The only person I'm really worried about is Bella – her mood swings are killing us. Why, again, are human supposed to be that difficult? HE LOVES YOU, god-dammit, now stop being such a drama queen! Geesh, I wonder if she's that bad when I'm not around. I mean, when I'm there to control her emotions, at least she stops bitching everybody. I feel sorry for Edward. Truth to be, he and Emmett would probably have a much healthier relationship – although it would be kind of gross, but once they were over the whole incest-thing (which will probably take a few decades) I'm sure they'd begin to really like it. I'm not saying Edward doesn't deserve Bella… just that he could do so much better than her. I mean, I don't even get how they fell in love from the beginning! It's not like she's pretty or anything. And she's constantly seeking for approval with that fake clumsiness and insecurity. How can he not find that as annoying as other non-retarded people does? I mean, we're vampires, but just because we're mythical creatures, it doesn't mean we should just go around and fall for every other loser we meet on our way.
Wow, if Edward ever reads this, he'll kill me! Unless he's already read my thoughts about her – I'm sure he has. It's really a pity that he can't read her thoughts. I'm sure that if he could just feel her emotions – that horrible way she fake her need for him whenever he's around – he'd dump her right away and send her back to that father of hers. Which would be kind of sad for him really, because he's actually a nice guy. If I should be honest, I know that everybody – including Alice and Emmett (as if I'd ever tell Rose about this!!) – thinks that Charlie is way hotter than his daughter. I wonder how Alice can stand being best friends with her. Maybe it's just some sort of instincts she's got.
My Alice is wonderful! I actually wrote a poem for her the other day. Of course Edward had to ruin it by reading my thoughts and copying it. Now Bella thinks that her already too-amazing boyfriend is a member of the Secret Poet's society (haha, get the Dead Poets' Society reference? No… Oh well) as well. Could it be more awful, or is it just me over-dramatizing everything again? Last times I checked, brothers stole each other's girls, not the poems they wrote for them. Does he really want her to know that he's gay?
Uh, once again I have to remember that I am the one making him gay, of course. I'm actually giggling now. I love being evil. And Edward really deserves it. Plainly, Emmett could just do better than Rose. How could he ever fall for a blonde girl? I mean, how cliché-ish does he want it to get? Should she wear a pink princess-dress before he finally realized how much she looks like Barbie?! The JockXBarbie-thing is so last decade.

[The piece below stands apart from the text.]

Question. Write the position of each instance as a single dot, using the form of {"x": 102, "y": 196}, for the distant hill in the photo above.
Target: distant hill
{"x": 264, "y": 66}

I don't get why they're always picking on Alice. I mean, my girlfriend never cheated on me, did she? Rose have been with plenty vampires – most recently with those Volturi-morons who, of course, found her just as attractive as everybody else – and I don't even wanna get started on Bella and that dog's relationship. I wonder sometimes if Edward has to walk in on them having sex before he can face the truth. I repeat myself now: If he could read her thoughts, it'd all be oh-so-clear to him. But that idiotic fool is way too in love to ever realize it.
Maybe that was why I tampered with his and Emmett's feelings. I'd much rather see my two brothers together than with those sluts they've picked up. If I didn't know better, I would've bet that they have histories as pole-dancers. I mean, who really knows what Bella was doing in Phoenix? I'm beginning to get suspicious. She always avoids our questions – even when we smile!
Hello, didn't she think we were absolutely adorable and mesmerizing, or did I totally misunderstand something? Well, maybe I did. Uh, Alice's feelings horny, gotta go.